Habida cuenta del conjunto de estas consideraciones, propongo al Tribunal de Justicia que decida que el artículo 8, apartados 2 y 3, de la Directiva 2016/343 abarca una situación en la que el juez nacional constata, teniendo en cuenta todas las circunstancias concretas que caracterizan la situación controvertida, que, a pesar de la diligencia y de los esfuerzos de las autoridades nacionales competentes para informar al acusado del juicio y de las consecuencias de su incomparecencia, este ha incumplido, deliberada e intencionalmente, las obligaciones que le incumben a fin de recibir dicha información con el objetivo de sustraerse a la acción de la justicia.
En el marco de dicho examen, corresponde al juez nacional determinar la naturaleza y el alcance de las obligaciones que incumben al acusado a fin de estar informado y, en su caso, demostrar inequívocamente, sobre la base de hechos precisos y objetivos, que este conocía la naturaleza y la causa de las acusaciones formuladas contra él y que se dio a la fuga deliberada e intencionalmente.

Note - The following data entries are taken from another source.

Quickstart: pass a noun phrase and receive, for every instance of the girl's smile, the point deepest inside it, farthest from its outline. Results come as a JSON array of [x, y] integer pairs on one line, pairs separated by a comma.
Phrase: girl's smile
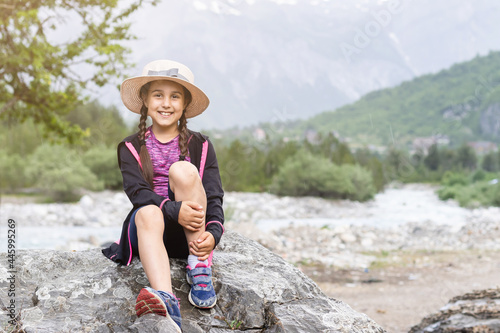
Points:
[[165, 102]]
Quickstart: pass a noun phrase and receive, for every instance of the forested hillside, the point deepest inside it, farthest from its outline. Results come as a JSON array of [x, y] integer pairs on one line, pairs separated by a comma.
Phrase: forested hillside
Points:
[[462, 102]]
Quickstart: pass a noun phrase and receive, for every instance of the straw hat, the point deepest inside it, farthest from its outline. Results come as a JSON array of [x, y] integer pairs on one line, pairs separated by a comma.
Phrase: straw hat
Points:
[[164, 70]]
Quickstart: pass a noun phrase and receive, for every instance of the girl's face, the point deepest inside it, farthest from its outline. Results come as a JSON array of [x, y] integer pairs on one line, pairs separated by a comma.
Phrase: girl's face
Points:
[[165, 102]]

Los artículos 8, apartado 4, segunda frase, y 9 de la Directiva 2016/343 deben interpretarse en el sentido de que no se oponen a una normativa nacional que no reconoce el derecho a celebrar un nuevo juicio cuando el acusado se ha dado a la fuga tras haber sido informado de las acusaciones formuladas en su contra durante la fase de instrucción preliminar, pero antes de que se le haya transmitido el escrito de acusación definitivo, a condición de que el juez nacional realice las apreciaciones antes mencionadas.
.Habida cuenta de la respuesta que propongo que se dé a las cuestiones prejudiciales primera y segunda, examinadas conjuntamente, no me parece necesario responder a la tercera cuestión prejudicial.